How do I set GPU affinity of workers

Lets say I am using IMPALA with several workers and I have 4 GPUs.

I want to be able to say GPUs 0,1,2 should be shared across the workers evenly so inference/rendering is accellerated by them, But i want GPU 3 to be dedicated to training loop.

How can I do this?

This should probably work out-of-the-box in the latest master.
I would probably set num_gpus_per_worker=[3/num_workers] and our new PlacementGroups support should take care of the rest.

If you need more details on how we do this now in RLlib (and IMPALA), you can you look at IMPALA’s DefaultResourceRequest override (in rllib/agents/
In that method, we define the placement group bundles depending on how many workers we have. The first bundle is always the learner one (“driver”), then the worker bundles (which we will attempt to PACK (on the same node if possible), then the eval workers (you may not have any)).

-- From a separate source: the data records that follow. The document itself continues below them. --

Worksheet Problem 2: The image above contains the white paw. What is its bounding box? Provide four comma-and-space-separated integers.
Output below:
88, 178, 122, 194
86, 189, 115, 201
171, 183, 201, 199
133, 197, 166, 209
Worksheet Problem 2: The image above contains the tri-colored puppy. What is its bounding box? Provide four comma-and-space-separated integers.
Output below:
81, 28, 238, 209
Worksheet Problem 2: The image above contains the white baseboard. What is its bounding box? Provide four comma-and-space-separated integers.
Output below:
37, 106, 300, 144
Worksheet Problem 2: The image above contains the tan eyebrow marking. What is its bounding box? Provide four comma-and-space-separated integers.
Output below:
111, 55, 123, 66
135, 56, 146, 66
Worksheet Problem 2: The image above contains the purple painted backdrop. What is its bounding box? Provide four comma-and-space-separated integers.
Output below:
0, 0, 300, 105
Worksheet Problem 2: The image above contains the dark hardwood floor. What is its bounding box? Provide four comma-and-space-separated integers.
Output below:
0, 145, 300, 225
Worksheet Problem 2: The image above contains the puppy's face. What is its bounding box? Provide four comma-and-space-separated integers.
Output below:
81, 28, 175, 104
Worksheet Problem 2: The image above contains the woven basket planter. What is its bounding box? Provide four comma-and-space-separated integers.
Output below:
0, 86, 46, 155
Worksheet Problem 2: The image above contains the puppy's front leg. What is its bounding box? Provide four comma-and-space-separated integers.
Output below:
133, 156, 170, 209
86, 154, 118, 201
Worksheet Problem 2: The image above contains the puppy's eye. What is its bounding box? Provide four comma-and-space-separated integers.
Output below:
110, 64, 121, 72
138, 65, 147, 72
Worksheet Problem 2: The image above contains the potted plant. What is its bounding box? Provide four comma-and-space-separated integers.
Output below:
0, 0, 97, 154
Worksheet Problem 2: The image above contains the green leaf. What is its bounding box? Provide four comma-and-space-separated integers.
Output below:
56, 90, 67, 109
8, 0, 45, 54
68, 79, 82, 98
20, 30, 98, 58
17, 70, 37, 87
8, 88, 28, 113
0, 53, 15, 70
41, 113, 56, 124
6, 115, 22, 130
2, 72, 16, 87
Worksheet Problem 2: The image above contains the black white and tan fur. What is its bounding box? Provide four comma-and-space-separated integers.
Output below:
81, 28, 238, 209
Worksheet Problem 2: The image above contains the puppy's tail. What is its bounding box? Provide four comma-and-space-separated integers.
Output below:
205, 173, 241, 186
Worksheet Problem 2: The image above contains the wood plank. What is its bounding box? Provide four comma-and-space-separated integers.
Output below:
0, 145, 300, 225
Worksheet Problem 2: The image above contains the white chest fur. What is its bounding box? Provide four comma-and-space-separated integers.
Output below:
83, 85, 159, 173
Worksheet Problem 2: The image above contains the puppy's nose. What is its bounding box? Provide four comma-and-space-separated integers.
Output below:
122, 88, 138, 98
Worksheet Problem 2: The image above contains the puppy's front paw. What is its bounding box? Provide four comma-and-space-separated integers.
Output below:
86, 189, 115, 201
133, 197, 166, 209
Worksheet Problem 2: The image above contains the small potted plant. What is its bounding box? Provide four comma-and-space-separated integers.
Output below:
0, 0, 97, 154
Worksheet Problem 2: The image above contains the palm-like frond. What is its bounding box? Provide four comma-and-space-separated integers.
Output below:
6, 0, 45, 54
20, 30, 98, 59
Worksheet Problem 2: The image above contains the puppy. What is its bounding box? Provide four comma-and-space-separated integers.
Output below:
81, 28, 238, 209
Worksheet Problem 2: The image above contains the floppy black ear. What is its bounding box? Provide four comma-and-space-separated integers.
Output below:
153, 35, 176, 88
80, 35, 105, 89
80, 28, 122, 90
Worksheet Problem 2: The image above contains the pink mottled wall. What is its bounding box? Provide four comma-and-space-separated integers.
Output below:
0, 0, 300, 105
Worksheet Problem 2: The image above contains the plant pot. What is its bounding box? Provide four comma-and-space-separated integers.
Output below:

NOTE: There have been recent bug fixes for the placement groups, so you may have to use the latest master for this all to work.
NOTE2: There is also a partial_gpu RLlib example script PR (not merged yet) here: [RLlib] Partial GPU example. by sven1977 · Pull Request #15334 · ray-project/ray · GitHub

On the latest master this just fails with an error out-of-the-box:

(pid=13371) 2021-04-18 10:16:52,677	ERROR -- Exception raised in creation task: The actor died because of an error raised in its creation task, ray::RolloutWorker.__init__() (pid=13371, ip=
(pid=13371)   File "python/ray/_raylet.pyx", line 505, in ray._raylet.execute_task
(pid=13371)   File "python/ray/_raylet.pyx", line 449, in ray._raylet.execute_task.function_executor
(pid=13371)   File "/home/bam4d/anaconda3/envs/griddly/lib/python3.8/site-packages/ray/_private/", line 566, in actor_method_executor
(pid=13371)     return method(__ray_actor, *args, **kwargs)
(pid=13371)   File "/home/bam4d/anaconda3/envs/griddly/lib/python3.8/site-packages/ray/rllib/evaluation/", line 516, in __init__
(pid=13371)     self.policy_map, self.preprocessors = self._build_policy_map(
(pid=13371)   File "/home/bam4d/anaconda3/envs/griddly/lib/python3.8/site-packages/ray/rllib/evaluation/", line 1158, in _build_policy_map
(pid=13371)     policy_map[name] = cls(obs_space, act_space, merged_conf)
(pid=13371)   File "/home/bam4d/anaconda3/envs/griddly/lib/python3.8/site-packages/ray/rllib/policy/", line 243, in __init__
(pid=13371)     self.parent_cls.__init__(
(pid=13371)   File "/home/bam4d/anaconda3/envs/griddly/lib/python3.8/site-packages/ray/rllib/policy/", line 145, in __init__
(pid=13371)     self.model_gpu_towers = nn.parallel.replicate.replicate(
(pid=13371) AttributeError: 'function' object has no attribute 'replicate'

I will do some more investigating

Also my 2 GPUS are different so it matters which one gets used for driver/workers. Is there a way I can specify this?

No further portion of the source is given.